MATLAB sanity check:

clear all,  close all, clc 

x = linspace(-1, 1,10000);
% x = 1 - logspace(-8,-15,1000);

a = 0.15449436008930206298828125;
% a = 0.147;

u = log(1-x.^2);  
u1 = 2/(pi*a) + u/2;    u2 = u/a;
y = sign(x).*sqrt(-u1+sqrt(u1.^2 - u2)); 

f = erfinv(x); axis equal

figure(1);
plot(x, [y; f]); legend('Approx. erf(x)', 'erf(x)')

figure(2);
e = f-y;
plot(x, e);

MATLAB Plots:

Answer 3

I don't think it's a standard implementation in <math.h>, but there are other C math libraries that have implement the inverse error function erfinv(x), that you can use.

Answer 4

Also quick and dirty: if less precision is allowed than I share my own approximation with the inverse hyperbolic tangent - the parameters are sought by monte carle simulation where all random values are between the range of 0.5 and 1.5:

p1 = 1.4872301551536515
p2 = 0.5739159012216655
p3 = 0.5803635928651558

atanh( p^( 1 / p3 ) ) / p2 )^( 1 / p1 )

This comes from the algebraic reordering of my erf function approximation with the hyperbolic tangent, where the RMSE error is 0.000367354 for x between 1 and 4:

tanh( x^p1 * p2 )^p3

Answer 5

I wrote another method that uses the fast-converging Newton-Rhapson method, which is an iterative method to find the root of a function. It starts with an initial guess and then iteratively improves the guess by using the derivative of the function. The Newton-Raphson method requires the function, its derivative, an initial guess and a stopping criteria.

In this case, the function we are trying to find the root of is erf(x) - x.
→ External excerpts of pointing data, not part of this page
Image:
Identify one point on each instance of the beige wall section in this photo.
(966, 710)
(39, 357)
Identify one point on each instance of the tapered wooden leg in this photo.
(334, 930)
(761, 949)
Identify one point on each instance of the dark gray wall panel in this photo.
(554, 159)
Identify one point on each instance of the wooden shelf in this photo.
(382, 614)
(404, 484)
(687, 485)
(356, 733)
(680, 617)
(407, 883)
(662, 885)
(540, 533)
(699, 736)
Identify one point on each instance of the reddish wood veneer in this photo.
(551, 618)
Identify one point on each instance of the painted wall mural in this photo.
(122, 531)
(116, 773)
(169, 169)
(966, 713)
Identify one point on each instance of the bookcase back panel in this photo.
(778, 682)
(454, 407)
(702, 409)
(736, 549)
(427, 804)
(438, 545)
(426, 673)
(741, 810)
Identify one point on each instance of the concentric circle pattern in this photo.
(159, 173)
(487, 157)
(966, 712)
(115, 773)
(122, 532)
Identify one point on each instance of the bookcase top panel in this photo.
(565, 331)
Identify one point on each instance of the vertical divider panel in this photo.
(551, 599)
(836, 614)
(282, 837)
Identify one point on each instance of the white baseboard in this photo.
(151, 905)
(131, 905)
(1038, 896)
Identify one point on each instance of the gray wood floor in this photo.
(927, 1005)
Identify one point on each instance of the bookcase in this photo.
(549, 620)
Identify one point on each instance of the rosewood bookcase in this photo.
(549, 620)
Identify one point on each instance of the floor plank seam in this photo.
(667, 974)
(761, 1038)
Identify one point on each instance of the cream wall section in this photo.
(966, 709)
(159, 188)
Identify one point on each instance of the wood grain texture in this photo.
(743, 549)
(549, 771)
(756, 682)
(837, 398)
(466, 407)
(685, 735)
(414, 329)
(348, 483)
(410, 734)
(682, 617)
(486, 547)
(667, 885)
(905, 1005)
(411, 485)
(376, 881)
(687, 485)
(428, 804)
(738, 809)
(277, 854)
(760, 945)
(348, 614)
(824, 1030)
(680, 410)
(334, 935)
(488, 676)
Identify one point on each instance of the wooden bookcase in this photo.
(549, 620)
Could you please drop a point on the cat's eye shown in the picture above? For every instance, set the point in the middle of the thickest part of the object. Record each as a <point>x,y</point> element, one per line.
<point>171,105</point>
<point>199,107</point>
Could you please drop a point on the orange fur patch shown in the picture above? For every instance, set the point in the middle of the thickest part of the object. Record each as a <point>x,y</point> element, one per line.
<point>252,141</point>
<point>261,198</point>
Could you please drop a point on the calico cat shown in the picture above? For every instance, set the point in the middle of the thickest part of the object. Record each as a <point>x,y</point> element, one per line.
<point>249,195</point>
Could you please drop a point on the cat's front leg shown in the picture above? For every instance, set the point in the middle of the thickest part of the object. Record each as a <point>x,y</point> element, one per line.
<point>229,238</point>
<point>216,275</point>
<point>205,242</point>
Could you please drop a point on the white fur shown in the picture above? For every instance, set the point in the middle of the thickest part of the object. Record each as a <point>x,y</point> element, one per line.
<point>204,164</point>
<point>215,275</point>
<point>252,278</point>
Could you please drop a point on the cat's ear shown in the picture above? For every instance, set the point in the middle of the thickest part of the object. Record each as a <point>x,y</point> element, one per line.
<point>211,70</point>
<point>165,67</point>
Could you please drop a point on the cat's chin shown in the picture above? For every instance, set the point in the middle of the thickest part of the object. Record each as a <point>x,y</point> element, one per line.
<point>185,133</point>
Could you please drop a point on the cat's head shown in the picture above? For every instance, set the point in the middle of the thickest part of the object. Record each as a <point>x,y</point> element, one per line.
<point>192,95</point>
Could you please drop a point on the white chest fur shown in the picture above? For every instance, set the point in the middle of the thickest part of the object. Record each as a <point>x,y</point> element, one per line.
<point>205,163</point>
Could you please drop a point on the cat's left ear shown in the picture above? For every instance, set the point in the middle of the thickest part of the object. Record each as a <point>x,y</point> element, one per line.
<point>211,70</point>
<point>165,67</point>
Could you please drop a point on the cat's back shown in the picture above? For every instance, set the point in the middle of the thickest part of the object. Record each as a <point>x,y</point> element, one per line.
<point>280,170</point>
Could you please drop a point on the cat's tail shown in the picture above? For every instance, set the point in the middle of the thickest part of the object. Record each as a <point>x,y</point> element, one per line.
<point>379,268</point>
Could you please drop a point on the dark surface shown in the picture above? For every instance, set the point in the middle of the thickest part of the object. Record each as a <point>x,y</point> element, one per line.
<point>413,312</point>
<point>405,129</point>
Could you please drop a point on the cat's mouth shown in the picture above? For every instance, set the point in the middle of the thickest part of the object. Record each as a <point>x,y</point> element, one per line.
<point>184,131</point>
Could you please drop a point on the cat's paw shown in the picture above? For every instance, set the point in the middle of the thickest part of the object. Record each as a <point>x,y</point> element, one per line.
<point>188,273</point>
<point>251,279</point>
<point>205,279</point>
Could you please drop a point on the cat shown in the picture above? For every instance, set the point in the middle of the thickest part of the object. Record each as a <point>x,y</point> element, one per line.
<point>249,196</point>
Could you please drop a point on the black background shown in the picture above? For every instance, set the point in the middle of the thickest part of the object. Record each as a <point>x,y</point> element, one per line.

And the derivative of this function is 2.0 / sqrt(pi) * exp(-x**2). The initial guess is the input value for x. The stopping criteria is a tolerance value, in this case it's 1.0e-16. Here is the code:

/*
============================================
 Compile and execute with:
    $ gcc inverf.c -o inverf -lm
    $ ./inverf
============================================
*/
#include <stdio.h>
#include <math.h>

int main() {
    double x, result, fx, dfx, dx, xold;
    double tolerance = 1.0e-16;
    double pi = 4.0 * atan(1.0);
    int iteration, i;

    // input value for x
    printf("Calculator for inverse error function.\n");
    printf("Enter the value for x: ");
    scanf("%lf", &x);

    // check the input value is between -1 and 1
    if (x < -1.0 || x > 1.0) {
        printf("Invalid input, x must be between -1 and 1.");
        return 0;
    }

    // initial guess
    result = x;
    xold = 0.0;
    iteration = 0;

    // iterate until the solution converges
    do {
        xold = result;
        fx = erf(result) - x;
        dfx = 2.0 / sqrt(pi) * exp(-pow(result, 2.0));
        dx = fx / dfx;

        // update the solution
        result = result - dx;

        iteration = iteration + 1;
    } while (fabs(result - xold) >= tolerance);

    // output the result
    printf("The inverse error function of %lf is %lf\n", x, result);
    printf("Number of iterations: %d\n", iteration);

    return 0;
}

In the terminal it should look something like this:

 Calculator for inverse error function.
 Enter the value for x: 0.5
 The inverse error function of 0.500000 is 0.476936
 Number of iterations: 5